Pendekatan tematik integratif dan orientasi pada pembentukan
karakter, melahirkan konskuensi metode assessment baru. Raport yang hanya
berwujud angka seperti yang berlaku sekarang ini tidak akan mampu memotret
secara utuh progress prestasi siswa.
Diperlukan minimal dua raport. Raport kognisi yang memotret kemampuan akademis siswa
dan raport portofolio yang merekam hasil
dan proses kerja/belajar siswa. Beberapa sekolah bahkan menambahkannya dengan
raport naratif yang berisi obesrvasi guru terhadap perilaku atau karakter
siswa.
Evaluasi akhir
pun, dapat berubah dari sesuatu yang ditakuti siswa menjadi yang paling ditunggu-tunggu
siswa karena berwujud seremoni besar dan
meriah. Ia dapat berupa Fair/Pameran
seperti Science Fair, atau berupa Unjuk Kerja, Gelar Karya, dan dan
sejenisnya. Di sini, orang tua dan juga para stakeholder pendidikan dapat
melihat kemampuan siswa menampilkan apa yang telah mereka pelajari di sekolah.
Acara biasanya ditutup dengan diskusi privat antara guru kelas dan
masing-masing orangtua murid, terkait perkembangan siswa. Pertanyaannya,
mampukah guru-guru Indonesia mengubah kebiasaannya, dari yang semula
berorientasi pada hasil (nilai) menjadi
berorientasi pada proses dan hasil (attitude kerja)?
Satu
hal yang mengganjal, kurikulum 2013 juga tidak memberikan ruang pembahasan
terhadap UAN. Padahal, selama UAN masih
ada, maka diyakini selama itu pula akan selalu ada tingkat kelas terakhir di
setiap jenjangnya (kelas VI, IX, dan XII) yang menjadi kelas karantina. Disebut
kelas karantina, karena keasyikan belajar tematik integratif tidak berlaku di
kelas ini. Di kelas karantina, orientasinya adalah belajar adaptasi terhadap
soal-soal UAN agar sukses UAN. Hal ini menjadi paradoksal, karena seharusnya
kelas tertinggi adalah representasi dari siswa dengan pengetahuan paling mahir
dan berperilaku paling mulia. Namun, yang terjadi, kelas tertinggi mewakili
kondisi siswa yang justru “bertegangan tinggi” dengan tingkat stress yang
paling tinggi, berikut guru dan orang tuanya.

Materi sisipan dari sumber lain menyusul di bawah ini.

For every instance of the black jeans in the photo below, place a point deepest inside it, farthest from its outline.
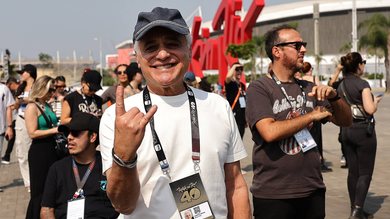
(311, 207)
(360, 150)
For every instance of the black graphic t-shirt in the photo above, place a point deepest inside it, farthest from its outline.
(281, 169)
(82, 103)
(61, 185)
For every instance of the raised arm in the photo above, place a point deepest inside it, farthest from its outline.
(342, 115)
(123, 187)
(229, 76)
(370, 103)
(65, 113)
(335, 75)
(272, 130)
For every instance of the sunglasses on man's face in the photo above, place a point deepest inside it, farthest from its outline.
(297, 45)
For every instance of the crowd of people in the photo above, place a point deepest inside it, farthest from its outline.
(170, 148)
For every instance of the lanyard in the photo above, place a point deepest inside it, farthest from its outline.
(278, 82)
(194, 132)
(81, 184)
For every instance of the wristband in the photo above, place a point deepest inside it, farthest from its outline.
(126, 164)
(335, 98)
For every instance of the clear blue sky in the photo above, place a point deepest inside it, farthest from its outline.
(34, 26)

Cara Belajar. Cara belajar secara
signifikan akan berubah. JIka orang tua selama ini terbiasa dengan satu jadwal
yang berlaku untuk satu semester bahkan satu tahun, maka di kurikulum tematik
integratif, jadwal pelajaran hanya berlaku selama tema itu berlangsung. Jika
sebuah tema telah habis masanya, maka otomatis akan ada jadwal baru lagi.
Adanya perbedaan jadwal di tema yang berbeda ini, disebabkan karena perbedaan
titik tekan materi yang ingin dipelajari. Namun hal ini dapat disiasati dengan
mengkopi rencana belajar mingguan (weekly plan) dalam satu semester atau
minimal satu tema. Dengan memiliki rencana belajar mingguan, orang tua dapat mengawal pembelajaran anaknya, bahkan
dengan tingkat kedetailan yang lebih tinggi dari sekedar jadwal pelajaran
biasa. Pertanyaan untuk guru adalah,
mampukah guru menyiapkan rencana belajar (lessonplan)

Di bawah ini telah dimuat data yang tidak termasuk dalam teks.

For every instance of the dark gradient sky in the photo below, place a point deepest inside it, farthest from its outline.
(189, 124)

hingga satu semester dengan tingkat
kedetailan hingga weekly (mingguan)
dan atau daily (harian), yang akan
menjadi panduan bagi orang tua untuk
membantu belajar anaknya di rumah?
Yang
menjadi catatan berikutnya, adalah seberapa dalam penelitian penentuan
tema-tema yang akan digunakan nantinya. Dalam pembelajaran tematik integratif,
penentuan tema menjadi titik krusial. Kekeliruan dalam menentukan tema dan
batasan kedalaman pembahasan akan menghasilkan pembelajaran yang tidak tepat
sasaran. Dalam bahan uji publik kurikulum 2013 ini, belum dilampirkan daftar
tema yang mungkin akan digunakan terutama di jenjang SD, sehingga publik belum
dapat memberikan tanggapan atau saran terhadap kompleksitas tema. Walaupun
secara garis besar, cakupan pembahasan telah diberikan. Yaitu seputar: Diri
Sendiri, Keluarga, Lingkungan dan Bumi (Semesta). Karena itu akan lebih
bijak, jika kurikulum 2013 ini tetap
memberikan keleluasaan bagi sekolah
untuk memilih tema yang sesuai dengan karakter sekolah dan kebutuhan siswa.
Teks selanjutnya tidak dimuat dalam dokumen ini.